Like most university students, you probably spent your first year in halls. Personally, I loved my accommodation. Well, despite the incessant fire alarm which insisted to go off at the worst moments: mid-shower, dozing off the night before an exam, dinner cooking away in the oven. Yeah. That part was never fun.
June comes around and it’s time to wave goodbye to the luxury of ensuite, similar sized bedrooms and the short walk to campus as you prepare yourself for the move to student housing.
This can be exciting. You’re moving in with friends, have spent months looking for the ideal place, and the additional bills mean you have even more independence than you did the first year. That being said, student housing itself is not all sunshine and rainbows. It’s your first year in a privately rented student house, and things aren’t quite so idyllic.
From idyllic to infernal
Unless you happen to be moving into a swanky new house, chances are, you new student housing won’t be nearly as luxurious as first year. I lost count of how many properties we visited that were infested with damp walls, narrow staircases and odd sized rooms.
We eventually found a flat in which all the rooms were around the same size. This luckily freed us from the whole ‘who will have the box-room’ argument (trust me, they tore friendships apart and they hadn’t even moved in yet).
In terms of the deposit, be prepared for the brewing animosity you’ll feel towards your landlords as they try and claim money from you. In our case, we only had to pay a small price for a cleaning fee and received the majority of our deposit back. However, upon arrival, be sure to snap pictures of any damage and markings around your new abode, alongside an inventory.
Moreover, be ready for appliances to be breaking down left right and centre. I think we cello-taped our freezer door on at some point, a futile attempt at fixing what was undeniably broken. A week later our fridge relocated itself to the front garden, with a new, and to our delight, slightly bigger one taking its place.
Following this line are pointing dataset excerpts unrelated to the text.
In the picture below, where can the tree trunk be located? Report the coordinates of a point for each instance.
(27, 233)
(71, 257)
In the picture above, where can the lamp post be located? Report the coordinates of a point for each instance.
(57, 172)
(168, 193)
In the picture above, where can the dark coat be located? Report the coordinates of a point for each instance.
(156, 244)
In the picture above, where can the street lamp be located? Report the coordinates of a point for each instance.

The majority of student housing at my university are on really long roads and the surrounding area is primarily dominated by students. This is great considering that you will probably live within close proximity to your friends; ordering taxis is a doddle, pre-drinks are only around the corner, and you can pop around to your mates at the drop of a hat.
However, the whole student area thing isn’t so great when instead of the cheerful chirp of birds, you wake up at 8 am to house music thumping through your walls. This will be accompanied by the sound of drunken students stumbling over wheelie bins which are sporadically sprawled across the street.
This by no means came as a surprise. However, the noise soon becomes intolerable with exams impending and you’re trying to get your sleep.
Student housing is noisy.
Keeping your student house spick and span at all times is impossible. Accept that it’s never going to be spotless. Nonetheless, as a piece of advice, don’t be that person who leaves their plates mounting on the surface. Just get it over and done with and wash as you go.
Cleaned the kitchen? Gold star. Give it five minutes and a few pizza boxes and a trail of crumbs will appear, erasing any proof that you got your hands dirty.
Expect arguments and cleaning rota galore.
Student life is bizarre.
One minute everyone will be locked away in their rooms accompanied by an endless pile of snacks, their stress levels reaching their max.
Next minute, you’ll hear HSM blasting out from the living room or a chick flick rolling on the TV in spite of the 9 am French exam the following morning.
As with the first, your second year is all about adapting. During my first year, I remember merely eating a packet of scotch eggs for dinner and asking whether I was in any form of a routine is laughable. However, during my second year, I got into the swing of things and I found a routine around the cleaning and the inevitable noise.
While this post hasn’t sold the university lifestyle, it’s genuinely been the best time of my life so far and student housing is all part of the experience.
What’s your experience been like with student housing? Do you have any tips for those transitioning from first years halls?